Luka itu masih menganga lebar. Tapi
kali ini demi permintaan dari seseorang yang amat berarti dalam hidupku,
kutekan luka itu sedalam-dalamnya. Aku tau ini terdengar gila mengiyakan
permintaan pulang. Mau bagaimana lagi, aku teramat berutang budi padanya.
Kuputuskan untuk pulang sebentar sebelum semuanya menjadi teramat sakit. Tak
sanggup rasanya melihat dia bersanding dengan wanita lain.

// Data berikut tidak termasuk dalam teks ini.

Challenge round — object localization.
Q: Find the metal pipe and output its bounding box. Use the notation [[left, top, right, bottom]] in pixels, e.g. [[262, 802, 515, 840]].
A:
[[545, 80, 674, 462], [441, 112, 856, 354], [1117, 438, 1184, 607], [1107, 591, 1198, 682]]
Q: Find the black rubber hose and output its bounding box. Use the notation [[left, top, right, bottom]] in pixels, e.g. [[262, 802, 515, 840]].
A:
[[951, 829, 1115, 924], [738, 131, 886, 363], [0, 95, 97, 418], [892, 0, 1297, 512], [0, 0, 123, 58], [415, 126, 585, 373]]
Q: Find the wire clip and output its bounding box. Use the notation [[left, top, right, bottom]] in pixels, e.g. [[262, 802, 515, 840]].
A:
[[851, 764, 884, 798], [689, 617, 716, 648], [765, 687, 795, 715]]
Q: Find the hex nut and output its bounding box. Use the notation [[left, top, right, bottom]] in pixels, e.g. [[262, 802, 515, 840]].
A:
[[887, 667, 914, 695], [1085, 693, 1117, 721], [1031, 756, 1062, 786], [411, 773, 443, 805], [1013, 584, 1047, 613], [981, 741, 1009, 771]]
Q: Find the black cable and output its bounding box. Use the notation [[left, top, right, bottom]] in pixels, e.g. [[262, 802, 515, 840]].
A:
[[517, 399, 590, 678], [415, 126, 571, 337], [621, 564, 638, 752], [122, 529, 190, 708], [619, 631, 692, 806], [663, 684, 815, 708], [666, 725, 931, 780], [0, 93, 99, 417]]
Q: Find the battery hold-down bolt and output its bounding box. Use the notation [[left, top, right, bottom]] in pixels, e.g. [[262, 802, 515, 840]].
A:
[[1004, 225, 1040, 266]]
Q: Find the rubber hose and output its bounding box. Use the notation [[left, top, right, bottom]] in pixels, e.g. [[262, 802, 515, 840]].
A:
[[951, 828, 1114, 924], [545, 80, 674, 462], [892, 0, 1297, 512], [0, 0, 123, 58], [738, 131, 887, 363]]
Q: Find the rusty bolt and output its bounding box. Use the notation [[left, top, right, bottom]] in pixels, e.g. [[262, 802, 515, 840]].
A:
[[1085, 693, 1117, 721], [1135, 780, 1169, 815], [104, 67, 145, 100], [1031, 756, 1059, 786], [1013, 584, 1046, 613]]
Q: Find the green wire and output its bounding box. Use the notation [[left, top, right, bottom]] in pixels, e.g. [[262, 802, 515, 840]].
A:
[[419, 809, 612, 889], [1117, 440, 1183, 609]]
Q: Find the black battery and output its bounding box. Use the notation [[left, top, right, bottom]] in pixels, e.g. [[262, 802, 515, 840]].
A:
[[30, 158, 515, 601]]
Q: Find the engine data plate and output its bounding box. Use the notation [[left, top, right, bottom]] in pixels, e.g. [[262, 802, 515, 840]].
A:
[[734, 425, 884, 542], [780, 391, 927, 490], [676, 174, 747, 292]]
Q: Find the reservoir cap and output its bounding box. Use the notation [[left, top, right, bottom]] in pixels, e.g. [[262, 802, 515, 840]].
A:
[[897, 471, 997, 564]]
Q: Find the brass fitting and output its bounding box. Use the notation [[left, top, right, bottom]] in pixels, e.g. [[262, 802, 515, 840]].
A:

"Kamu pulang kan, nak? Daddy
sama mommy berharap kamu pulang di hari pernikahan kakakmu" sedikit
permintaan dari kedua orang tua angkatku membuatku mengambil keputusan yang aku
tau ujungnya hanya akan membuatku bertambah sakit.
"Avi pulang, daddy, mommy"
hanya jawaban singkat yang mampu kuberikan pada mereka. Aku terlalu sayang dan
hormat kepada mereka. Tanpa mereka mungkin aku tak akan bisa seperti sekarang.
"Hai, cahayaku sayang, kamu
kenapa? Mommy sama daddy ngomong apa?"
Aku tertawa kecil mendengar rentetan
pertanyaan dari dia, penakluk hatiku yang senantiasa menemani langkahku hingga
sekarang. Arya, ya, dia arya, sahabat kecilku yang berubah menjadi penakluk
hatiku dan sekarang menjadi calon ayah dari anakku.
"Daddy sama mommy minta aku
buat pulang, Yang, pernikahan kak Bima" jujur aku takut untuk pulang.
"Oke, kita pulang. Udah, kamu
tenang aja, ngga akan ada apa-apa. Ada aku, sayang, disamping kamu sekarang.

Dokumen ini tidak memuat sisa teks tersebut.